[Juridique] Post Covid-19 : comment faire évoluer les relations avec vos fournisseurs ?
Publié par Gérard Picovschi, avocat Selas Avocats Picovschi le - mis à jour à
L'épidémie de coronavirus a bouleversé les échanges avec les fournisseurs. Pour les acheteurs, il convient de bien mesurer les risques et de maintenir une relation équilibrée avec leurs prestataires afin de surmonter cette période difficile.
Depuis sa propagation dans le monde et en France au courant du mois de mars, l'épidémie de coronavirus a notamment impacté les relations commerciales. En effet, les échanges avec les fournisseurs ont été bouleversés et il convient ainsi pour les acheteurs de se montrer professionnels, de bien mesurer les risques et de maintenir une relation équilibrée avec leurs prestataires afin de surmonter cette période difficile. Le Covid-19 a en effet eu divers impacts sur les relations avec les fournisseurs, en entraînant la rupture de stocks en chaîne de certains produits ou en déclenchant une explosion de la consommation pour d'autres. Dans ce contexte, les partenaires commerciaux peuvent rechercher à aménager leur cadre contractuel afin de poursuivre leurs relations commerciales.
Face à la pandémie de Covid-19, il est nécessaire d'anticiper le développement d'un contentieux d'affaires dû à d'éventuelles ruptures brutales de relations commerciales. Il est donc recommandé de favoriser une certaine transparence et des discussions de bonne foi dans un objectif de continuation et de reprise efficace des relations d'affaires. Dans un premier temps, l'ordonnance 2020-306 a permis de neutraliser l'application des astreintes et clauses pénales, résolutoires ou de déchéances lorsqu'elles ont pour objet de sanctionner l'inexécution d'une obligation durant la période juridique protégée.
Clause de force majeure
Pour les contrats à venir et en cours de négociation, une clause de force majeure peut être prévue reconnaissant la pandémie du Covid-19 et ses conséquences comme un événement de force majeure. Cependant, les parties ont la possibilité de renoncer au moyen d'une clause au bénéfice de la force majeure et en cas de non-réciprocité, celle-ci pourrait être constitutive d'une déséquilibre significatif dans les droits et obligations des parties. Pour les contrats conclus après le 1er octobre 2016 (date d'entrée en vigueur de la réforme du droit des obligations) dont les parties n'ont pas accepté d'assumer l'imprévision, il conviendra, en vertu de l'article 1195 du Code civil, de renégocier le contrat si l'épidémie de Covid-19 rend excessivement onéreuse la poursuite du contrat par le fournisseur, qui devra démontrer que l'épidémie était imprévisible au moment de la signature du contrat et le caractère excessivement onéreux de la poursuite du contrat.
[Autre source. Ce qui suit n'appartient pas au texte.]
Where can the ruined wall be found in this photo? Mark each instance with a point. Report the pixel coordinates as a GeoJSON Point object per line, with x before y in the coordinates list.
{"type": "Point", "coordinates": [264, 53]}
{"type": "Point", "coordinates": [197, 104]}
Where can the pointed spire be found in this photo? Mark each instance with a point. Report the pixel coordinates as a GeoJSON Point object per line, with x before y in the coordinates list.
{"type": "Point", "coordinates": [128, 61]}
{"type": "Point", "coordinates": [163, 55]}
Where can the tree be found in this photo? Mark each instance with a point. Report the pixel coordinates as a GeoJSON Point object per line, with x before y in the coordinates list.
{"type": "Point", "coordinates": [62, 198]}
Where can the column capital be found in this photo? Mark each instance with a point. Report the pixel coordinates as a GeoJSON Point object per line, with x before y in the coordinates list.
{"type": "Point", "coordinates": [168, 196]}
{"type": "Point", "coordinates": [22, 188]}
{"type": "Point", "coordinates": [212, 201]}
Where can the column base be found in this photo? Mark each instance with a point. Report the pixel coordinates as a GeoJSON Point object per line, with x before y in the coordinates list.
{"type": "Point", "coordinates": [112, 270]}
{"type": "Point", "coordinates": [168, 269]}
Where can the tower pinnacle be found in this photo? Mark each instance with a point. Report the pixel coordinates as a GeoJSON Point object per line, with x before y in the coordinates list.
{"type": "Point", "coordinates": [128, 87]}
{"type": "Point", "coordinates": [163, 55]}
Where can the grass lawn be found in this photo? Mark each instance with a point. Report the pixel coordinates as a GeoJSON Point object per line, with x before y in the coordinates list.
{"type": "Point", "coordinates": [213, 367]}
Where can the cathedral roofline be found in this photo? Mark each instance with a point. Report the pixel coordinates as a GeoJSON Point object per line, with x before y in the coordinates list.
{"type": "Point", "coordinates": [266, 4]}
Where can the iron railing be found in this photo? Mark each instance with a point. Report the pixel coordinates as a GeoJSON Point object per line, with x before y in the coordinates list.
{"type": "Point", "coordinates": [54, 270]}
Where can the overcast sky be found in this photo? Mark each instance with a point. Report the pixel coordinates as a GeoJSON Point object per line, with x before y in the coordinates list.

De plus, la loi d'urgence n°2020-290 ne comporte aucune disposition modificatrice des délais de paiement, donc à moins que de nouvelles ordonnances soient adoptées sur le sujet, aucun opérateur ne pourra invoquer la pandémie pour écarter les dispositions légales du code de commerce relatives aux délais de paiement. Le ministre de l'Économie a d'ailleurs affirmé que les entreprises ne respectant pas les délais de paiement n'auront pas accès à la garantie de l'État pour les prêts bancaires des entreprises.
Redoubler de vigilance
Enfin, concernant l'incapacité du fournisseur d'honorer sa livraison ou prestation, l'article 1218 du Code civil prévoit une simple suspension du contrat en cas d'empêchement temporaire, mais la résiliation du contrat peut être prononcée dans certains cas : si le retard causé par la suspension est suffisamment grave, c'est-à-dire que la continuation du contrat pourrait mettre en péril votre activité, ou si l'empêchement d'exécution du fournisseur est définitif. Ainsi, au regard des diverses problématiques qui peuvent survenir, en tant que directeur des achats, vous devez redoubler de vigilance.